French terminals: “verbe” and “nom”

Friday, April 9th, 2010

Ralf's French dictionary (version 0.1.3; April 09, 2010) contains terminal information about some verbs (French: verbe) and a few nouns (French: nom). I added the terminal information with the style-sheet improve-french-dictionary.xsl. I invoked this .xsl style-sheet via the Ubuntu terminal:

am3msi@am3msi-desktop:~/Documents/201004/french-dictionary$ saxonb-xslt -ext:on -s:french-dictionary-0.1.2.xml -xsl:improve-french-dictionary.xsl -o:french-dictionary-0.1.3.xml

Short explanation:
1. saxonb-xslt = XSLT processor
2. french-dictionary-0.1.2.xml = Ralf's French dictionary version 0.1.2 = source XML file
3. improve-french-dictionary.xsl = XSLT style-sheet that inserts the terminal information into the object XML file
4. french-dictionary-0.1.3.xml = object XML file

Please import Ralf's French dictionary into simon:

import-french-pls-dictionary

Take a look at the terminal information:

terminaient

1. In the left column you can see the word terminaient.
2. The SAMPA pronunciation is t E R m i n E.
3. The category (= terminal) is verbe.

Another example:
4. The french word terminaison
5. … has the SAMPA pronunciation t E R m i n E z O n a s (which is wrong). Maybe it would be a good decision to transcribe this word as follows: t E R m i n E z On.
6. The category of terminaison is nom.

Let’s train the the word terminaient:

train-french-word-terminaient

7. Select with the left mouse button the French word terminaient.
8. Press Add to Training.
9. The word terminaient (verbe) is ready for training.
10. Press Train selected Words.

OK, let’s finish here. You now know that Ralf's French dictionary contains some verbs and nouns with terminal information.
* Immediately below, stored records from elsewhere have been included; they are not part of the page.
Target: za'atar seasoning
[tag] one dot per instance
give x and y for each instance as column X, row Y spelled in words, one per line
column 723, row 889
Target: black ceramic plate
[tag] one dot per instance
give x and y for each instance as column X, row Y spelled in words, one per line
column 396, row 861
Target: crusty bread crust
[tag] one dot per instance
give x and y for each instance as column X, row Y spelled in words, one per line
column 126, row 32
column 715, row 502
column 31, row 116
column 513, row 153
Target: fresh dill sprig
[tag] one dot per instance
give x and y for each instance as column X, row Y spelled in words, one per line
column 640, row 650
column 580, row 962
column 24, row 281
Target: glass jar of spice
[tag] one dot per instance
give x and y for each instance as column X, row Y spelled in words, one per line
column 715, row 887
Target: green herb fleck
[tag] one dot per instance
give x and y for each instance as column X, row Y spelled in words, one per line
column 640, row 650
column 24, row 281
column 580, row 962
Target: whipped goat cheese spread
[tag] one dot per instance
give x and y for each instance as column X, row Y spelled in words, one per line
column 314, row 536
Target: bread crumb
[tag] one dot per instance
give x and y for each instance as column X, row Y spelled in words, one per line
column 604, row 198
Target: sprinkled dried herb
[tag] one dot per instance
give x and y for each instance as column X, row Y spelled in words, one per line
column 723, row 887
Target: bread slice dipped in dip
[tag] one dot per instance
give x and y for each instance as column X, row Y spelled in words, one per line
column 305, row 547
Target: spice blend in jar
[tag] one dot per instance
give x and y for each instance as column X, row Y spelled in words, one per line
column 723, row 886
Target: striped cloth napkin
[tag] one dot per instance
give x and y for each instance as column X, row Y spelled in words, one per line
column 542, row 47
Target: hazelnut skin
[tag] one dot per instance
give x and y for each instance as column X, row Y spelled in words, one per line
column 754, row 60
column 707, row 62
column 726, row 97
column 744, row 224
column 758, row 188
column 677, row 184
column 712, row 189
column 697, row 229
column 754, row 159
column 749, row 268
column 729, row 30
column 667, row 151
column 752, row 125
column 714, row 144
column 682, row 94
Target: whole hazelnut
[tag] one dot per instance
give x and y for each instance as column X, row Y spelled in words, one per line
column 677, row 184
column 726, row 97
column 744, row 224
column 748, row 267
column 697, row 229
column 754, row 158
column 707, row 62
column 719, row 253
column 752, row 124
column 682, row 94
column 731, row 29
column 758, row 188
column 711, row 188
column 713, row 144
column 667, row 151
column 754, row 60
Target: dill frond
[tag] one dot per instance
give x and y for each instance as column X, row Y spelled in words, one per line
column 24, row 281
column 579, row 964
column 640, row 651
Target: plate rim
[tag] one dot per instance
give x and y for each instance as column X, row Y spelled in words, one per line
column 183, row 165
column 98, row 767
Generating French role attributes

Wednesday, April 7th, 2010

Recently, I released Ralf's French dictionary version 0.1.2 with empty role attributes. At the moment, I am preparing version 0.1.3 that will contain some role attributes. Let me explain what I am doing:

generating-french-terminals

1. Take a look at the next version of Ralf's French dictionary (french-dictionary-0.1.3.xml) that I am currently working on.

2. Some <lexeme> elements contain non-empty role attributes. The French word communiaient is marked as verbe.

3. Take a look at the style-sheet improve-french-dictionary.xsl. I am using this style-sheet to add role attributes automatically. Let me explain more details so that you can feel what is happening.

4. The template with the name "create-french-lexeme" creates <lexeme> elements.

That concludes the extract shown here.